When we arrived at the small gated community that Adri’s house is part of and we were greeted by scenery reminiscent of the game silent hill or the Stephen King book/movie, The Mist. An eerie fog lingered around an evergreen encased field with a small dirt road piercing the centre towards the gate. Through the gate and around a few corners found us at the house and we were promptly greeted by two of the three dogs in residence, Lulu and Peppa (a golden retriever and an I have no idea). Inside I met Manuel and the third dog Merlina a British bulldog. I learned later that Manuel didn’t know that I was arriving, but you wouldn’t have known it given the greeting I received. After a quick chat, we all retired to get some rest for the big trip the next day, except for Angelica who had to drive back to Bogotá (she is an absolute legend).
In the morning we set off through a gauntlet of peajes. Literally like six or seven of them for a two-hour drive. Each of them cost somewhere between 8000 and 14000 COP (4 – 7 AUD), so the cost really adds up. Descending the winding and meandering road down the mountain saw the climate change within 30 – 60 minutes from a fresh 12 degrees to a humid 30. Shortly after we arrived at Piscilago and we met up with Francis, the park manager. The rapport he had with his staff was terrific, and he really seemed, to me, to be a guy most people would enjoy working with.
For the next few hours, I had free reign of the park while Adri conducted some professional development with the staff. The park consisted of a zoo section and a waterslide section (similar to wet and wild on the Gold Coast in Australia). The two things that surprised me walking through the zoo. Firstly, there were sections of bird cages where you get to actually go inside with the birds which were really cool because you could get up close and really see the beauty of the birds. Secondly, there were a few Australian birds (budgerigars and cockatiels) listed as exotic species, which gave me a good giggle.

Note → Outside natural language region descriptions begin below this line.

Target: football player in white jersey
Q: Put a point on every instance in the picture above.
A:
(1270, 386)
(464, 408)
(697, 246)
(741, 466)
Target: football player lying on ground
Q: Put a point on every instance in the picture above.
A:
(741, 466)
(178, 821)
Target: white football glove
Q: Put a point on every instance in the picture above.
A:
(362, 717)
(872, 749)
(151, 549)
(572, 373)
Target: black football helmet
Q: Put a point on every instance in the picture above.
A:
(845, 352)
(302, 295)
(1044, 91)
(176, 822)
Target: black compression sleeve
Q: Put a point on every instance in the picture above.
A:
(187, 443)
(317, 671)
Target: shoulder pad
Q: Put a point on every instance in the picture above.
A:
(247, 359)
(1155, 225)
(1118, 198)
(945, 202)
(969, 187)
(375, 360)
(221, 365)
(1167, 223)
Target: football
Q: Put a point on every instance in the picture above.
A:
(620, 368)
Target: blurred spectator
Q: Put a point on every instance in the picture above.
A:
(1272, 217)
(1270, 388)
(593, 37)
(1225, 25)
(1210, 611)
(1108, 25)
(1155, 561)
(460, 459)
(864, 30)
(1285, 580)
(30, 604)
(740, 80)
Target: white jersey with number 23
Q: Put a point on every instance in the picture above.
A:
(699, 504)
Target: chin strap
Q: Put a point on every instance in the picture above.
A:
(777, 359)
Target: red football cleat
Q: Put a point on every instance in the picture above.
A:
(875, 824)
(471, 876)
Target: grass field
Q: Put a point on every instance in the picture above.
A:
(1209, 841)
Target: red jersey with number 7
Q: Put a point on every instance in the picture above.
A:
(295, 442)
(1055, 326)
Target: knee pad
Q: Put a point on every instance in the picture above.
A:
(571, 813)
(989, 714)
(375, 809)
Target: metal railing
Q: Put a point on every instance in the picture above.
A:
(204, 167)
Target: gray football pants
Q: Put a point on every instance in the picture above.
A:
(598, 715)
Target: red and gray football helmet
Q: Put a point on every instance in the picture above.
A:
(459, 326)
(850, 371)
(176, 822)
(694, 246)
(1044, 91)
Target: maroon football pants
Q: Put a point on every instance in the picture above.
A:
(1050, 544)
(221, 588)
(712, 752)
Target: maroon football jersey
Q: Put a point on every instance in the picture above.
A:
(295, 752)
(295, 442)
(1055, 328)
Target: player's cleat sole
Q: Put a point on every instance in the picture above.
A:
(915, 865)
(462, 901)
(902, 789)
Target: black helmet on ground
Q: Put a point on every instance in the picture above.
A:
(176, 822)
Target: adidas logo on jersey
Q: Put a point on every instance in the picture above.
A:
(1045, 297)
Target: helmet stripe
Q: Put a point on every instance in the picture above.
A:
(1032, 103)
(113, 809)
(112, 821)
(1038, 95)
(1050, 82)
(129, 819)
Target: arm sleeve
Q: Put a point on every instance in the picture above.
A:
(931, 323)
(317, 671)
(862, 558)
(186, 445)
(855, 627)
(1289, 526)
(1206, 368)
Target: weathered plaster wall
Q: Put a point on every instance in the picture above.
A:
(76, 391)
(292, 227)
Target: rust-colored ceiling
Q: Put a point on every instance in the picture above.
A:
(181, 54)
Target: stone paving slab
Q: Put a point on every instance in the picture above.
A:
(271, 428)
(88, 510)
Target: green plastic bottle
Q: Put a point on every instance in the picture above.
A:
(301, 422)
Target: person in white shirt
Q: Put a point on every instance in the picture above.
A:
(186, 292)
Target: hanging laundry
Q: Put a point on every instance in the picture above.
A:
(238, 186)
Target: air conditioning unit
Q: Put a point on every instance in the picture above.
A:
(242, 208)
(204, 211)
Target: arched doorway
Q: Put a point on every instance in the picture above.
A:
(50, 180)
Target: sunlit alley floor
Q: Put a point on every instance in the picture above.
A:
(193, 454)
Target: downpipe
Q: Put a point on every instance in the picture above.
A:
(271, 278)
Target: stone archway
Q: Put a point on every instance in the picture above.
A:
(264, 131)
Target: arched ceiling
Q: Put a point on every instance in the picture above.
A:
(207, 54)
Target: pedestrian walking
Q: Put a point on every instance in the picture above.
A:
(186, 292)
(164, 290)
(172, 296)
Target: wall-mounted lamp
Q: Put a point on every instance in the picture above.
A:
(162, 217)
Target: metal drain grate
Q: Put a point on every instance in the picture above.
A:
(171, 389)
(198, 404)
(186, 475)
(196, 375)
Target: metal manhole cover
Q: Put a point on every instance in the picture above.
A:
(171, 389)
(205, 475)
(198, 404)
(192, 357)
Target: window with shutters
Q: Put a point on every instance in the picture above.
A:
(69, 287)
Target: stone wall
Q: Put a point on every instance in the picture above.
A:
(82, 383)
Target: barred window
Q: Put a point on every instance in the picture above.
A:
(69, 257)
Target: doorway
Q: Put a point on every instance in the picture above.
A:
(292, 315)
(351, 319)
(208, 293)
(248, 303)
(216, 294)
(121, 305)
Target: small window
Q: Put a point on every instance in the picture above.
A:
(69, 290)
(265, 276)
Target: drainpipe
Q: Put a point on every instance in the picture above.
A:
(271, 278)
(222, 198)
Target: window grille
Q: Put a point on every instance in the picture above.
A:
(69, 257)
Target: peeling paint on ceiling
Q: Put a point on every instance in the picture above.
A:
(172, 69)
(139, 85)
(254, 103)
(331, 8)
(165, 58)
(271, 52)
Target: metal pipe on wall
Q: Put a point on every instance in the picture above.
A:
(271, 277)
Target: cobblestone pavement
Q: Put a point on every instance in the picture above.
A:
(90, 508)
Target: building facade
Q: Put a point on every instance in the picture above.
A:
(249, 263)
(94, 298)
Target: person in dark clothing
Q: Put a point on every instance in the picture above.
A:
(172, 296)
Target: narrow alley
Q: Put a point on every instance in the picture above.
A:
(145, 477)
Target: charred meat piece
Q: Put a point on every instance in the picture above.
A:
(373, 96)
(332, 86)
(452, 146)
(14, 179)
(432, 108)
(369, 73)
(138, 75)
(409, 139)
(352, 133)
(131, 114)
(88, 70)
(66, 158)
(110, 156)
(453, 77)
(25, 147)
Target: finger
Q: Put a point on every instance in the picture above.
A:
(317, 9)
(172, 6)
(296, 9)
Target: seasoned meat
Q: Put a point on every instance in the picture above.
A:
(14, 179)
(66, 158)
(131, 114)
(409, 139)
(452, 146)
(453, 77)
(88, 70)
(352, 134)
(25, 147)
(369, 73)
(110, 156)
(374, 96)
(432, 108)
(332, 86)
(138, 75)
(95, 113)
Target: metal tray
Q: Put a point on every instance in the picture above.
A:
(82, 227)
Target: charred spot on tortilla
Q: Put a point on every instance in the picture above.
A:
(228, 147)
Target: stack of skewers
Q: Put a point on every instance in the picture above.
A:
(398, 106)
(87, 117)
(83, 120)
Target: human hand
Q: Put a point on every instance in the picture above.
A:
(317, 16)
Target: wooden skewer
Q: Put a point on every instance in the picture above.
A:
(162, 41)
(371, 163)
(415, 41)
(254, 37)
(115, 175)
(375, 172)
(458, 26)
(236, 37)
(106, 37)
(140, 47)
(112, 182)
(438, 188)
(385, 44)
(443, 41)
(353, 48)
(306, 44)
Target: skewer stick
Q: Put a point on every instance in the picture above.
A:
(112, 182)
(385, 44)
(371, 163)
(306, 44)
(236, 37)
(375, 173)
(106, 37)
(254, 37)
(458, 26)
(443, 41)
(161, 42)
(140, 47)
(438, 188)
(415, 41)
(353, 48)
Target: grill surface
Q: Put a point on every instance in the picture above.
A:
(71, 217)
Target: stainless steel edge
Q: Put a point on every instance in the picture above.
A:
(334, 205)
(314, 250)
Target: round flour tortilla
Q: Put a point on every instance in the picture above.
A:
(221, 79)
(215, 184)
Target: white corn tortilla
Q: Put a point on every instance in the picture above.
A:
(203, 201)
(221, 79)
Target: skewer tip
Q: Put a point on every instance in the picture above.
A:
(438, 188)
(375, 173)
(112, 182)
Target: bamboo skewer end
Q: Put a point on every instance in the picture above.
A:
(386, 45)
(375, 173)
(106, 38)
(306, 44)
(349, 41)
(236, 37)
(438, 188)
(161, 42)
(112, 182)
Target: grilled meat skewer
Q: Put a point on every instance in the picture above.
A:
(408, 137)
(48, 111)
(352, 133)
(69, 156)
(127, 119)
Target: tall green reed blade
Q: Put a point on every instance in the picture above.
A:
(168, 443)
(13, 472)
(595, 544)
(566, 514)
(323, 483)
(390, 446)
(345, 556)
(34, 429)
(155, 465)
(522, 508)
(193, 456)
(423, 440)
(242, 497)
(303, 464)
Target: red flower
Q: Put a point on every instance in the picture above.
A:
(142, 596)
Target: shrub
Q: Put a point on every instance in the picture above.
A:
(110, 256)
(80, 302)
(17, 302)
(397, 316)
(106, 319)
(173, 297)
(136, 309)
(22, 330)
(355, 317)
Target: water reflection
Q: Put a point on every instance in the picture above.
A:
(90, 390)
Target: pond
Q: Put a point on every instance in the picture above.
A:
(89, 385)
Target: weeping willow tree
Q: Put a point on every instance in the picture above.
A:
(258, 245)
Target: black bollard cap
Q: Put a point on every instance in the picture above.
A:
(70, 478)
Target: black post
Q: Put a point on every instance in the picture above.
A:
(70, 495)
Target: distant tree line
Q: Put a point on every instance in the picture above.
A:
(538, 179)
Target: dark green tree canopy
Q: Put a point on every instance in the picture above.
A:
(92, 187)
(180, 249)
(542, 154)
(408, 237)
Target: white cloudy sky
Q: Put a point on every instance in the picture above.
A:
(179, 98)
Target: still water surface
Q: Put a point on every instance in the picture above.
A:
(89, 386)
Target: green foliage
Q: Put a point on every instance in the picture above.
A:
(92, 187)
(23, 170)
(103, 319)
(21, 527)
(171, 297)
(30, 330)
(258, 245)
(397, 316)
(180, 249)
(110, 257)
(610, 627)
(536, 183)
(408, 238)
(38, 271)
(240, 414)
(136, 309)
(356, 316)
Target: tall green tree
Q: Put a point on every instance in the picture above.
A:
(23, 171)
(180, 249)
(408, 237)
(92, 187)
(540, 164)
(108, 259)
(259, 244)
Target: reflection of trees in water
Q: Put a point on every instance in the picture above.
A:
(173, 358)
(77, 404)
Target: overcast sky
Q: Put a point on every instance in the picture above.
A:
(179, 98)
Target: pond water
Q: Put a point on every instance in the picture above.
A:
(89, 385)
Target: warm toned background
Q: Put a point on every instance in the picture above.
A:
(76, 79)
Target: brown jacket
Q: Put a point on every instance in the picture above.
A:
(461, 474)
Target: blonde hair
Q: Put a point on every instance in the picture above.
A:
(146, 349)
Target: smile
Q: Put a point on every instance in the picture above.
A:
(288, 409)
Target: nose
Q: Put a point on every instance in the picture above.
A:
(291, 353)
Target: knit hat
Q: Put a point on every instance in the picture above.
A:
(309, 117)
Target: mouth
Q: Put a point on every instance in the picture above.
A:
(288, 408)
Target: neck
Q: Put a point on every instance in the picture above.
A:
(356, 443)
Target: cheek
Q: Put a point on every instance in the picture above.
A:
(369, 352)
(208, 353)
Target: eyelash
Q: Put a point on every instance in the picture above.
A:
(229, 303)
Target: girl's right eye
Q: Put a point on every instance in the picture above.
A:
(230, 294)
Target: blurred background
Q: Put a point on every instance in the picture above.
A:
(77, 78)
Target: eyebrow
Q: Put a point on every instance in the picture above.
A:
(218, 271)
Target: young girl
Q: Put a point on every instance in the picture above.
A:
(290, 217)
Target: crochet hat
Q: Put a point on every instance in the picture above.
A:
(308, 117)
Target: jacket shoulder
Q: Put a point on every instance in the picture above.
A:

After the zoo, I had a crack at a few of the slides (where the lines weren’t too long). I later learned that I was there on a really quiet day. Only about 1800 people in the park compared to the 15000 or so that they routinely get through the gates on the weekend (miss me with that). After a few times through I met up with Adri and we had lunch and began the reverse peaje gauntlet.
Back at Adri and Manuel’s place I had the pleasure of meeting Hernando, Nancy and Adri’s uncle, Carlos. He was a wonderful and slightly eccentric man who I got along with like a house on fire. As a Colombian diplomat, he had recently found out that he was being posted to Puerto Rico and was storing some furniture at Adri’s. He had also served as the diplomat to Australia, twice. We all ate a couple enormous pizzas for dinner (around 45cm in diameter) which were fantastic. All the while Carlos was drilling me with Spanish, which, sadly, I was/still am in need of.
The next day was Adri’s birthday, and Hernando and Angelica joined us for the celebrations. Here I got to taste my first empanada (they are amazing, money to be made in Australia with these bad boys) and for dessert, a chocolate cake called tres leches (three milks). I guiltily went back for a second piece of that one.
During the whole time, I have spent with these guys they have really made me feel part of the family and incredibly welcome. Which, for the somewhat of a complete stranger that I am to them, is quite amazing and a testament to the generosity of Colombian people. We left earlyish because the next day Hernando, Angelica and I were going for a trip higher up another mountain to La Finca.